Today’s customer chooses to shop at a retailer because they like the brand and the in-store experience. Equally, they choose to visit the website, because it empowers them to serve themselves, learn about offers and products, and allows them to buy on-line quickly and easily. Each element has to work well on its own, but together they can be a potent mix!

Websites which are optimised for mobile have a number of restrictions; they cannot influence at the point of decision, they cannot capture customer behaviour, they cannot engage the shopper through their shopping journey, and they do not create an end-to-end experience.

It is vital for retailers to ensure their brand rich, empowering experience is also conveyed at store level, in order to avoid losing valuable custom. If you don’t manage your customers’ in-store experience, they will make their own. Retailers run the risk of ‘random’ web searches in their stores that will expose customers to competitors’ offers. Google Shopper is only one click away!

Retailers need to fully appreciate and capitalise on the mcommerce opportunity to increase online and in-store sales. They will achieve this by driving brand engagement, increasing loyalty programs and promotions and intercepting shoppers during their multi-channel search and discovery activities to deliver greater clicks-to-bricks integration.
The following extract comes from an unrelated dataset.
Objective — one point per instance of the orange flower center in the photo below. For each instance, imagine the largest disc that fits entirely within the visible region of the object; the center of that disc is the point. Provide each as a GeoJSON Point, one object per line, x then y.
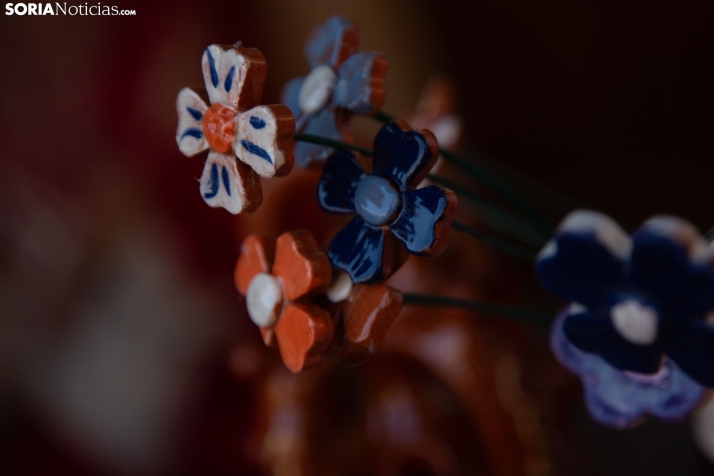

At the end of the day, it is about optimising the customer journey through engagement, conversion and payment – creating a virtuous circle.
There are many benefits to creating a fully-fledged mobile app and these include:

• The app exists as a visible button on the customer screen;
• It can display notifications to grab attention and engage on a regular basis;
• It will reinforce customer loyalty (if it is seen to add value to their shopping journey);
• It delivers a branded and managed customer experience;
• It can influence at the point of decision;
• It is consistent with store stock and promotions;
• It enables customers to check stock, size and colour without seeking assistance from store staff;
• It reduces competitor noise (and virtually eliminates it while customer is in your store);
• It enables in-store payment to avoid queues at the till;
• It creates a faster customer-centric user experience.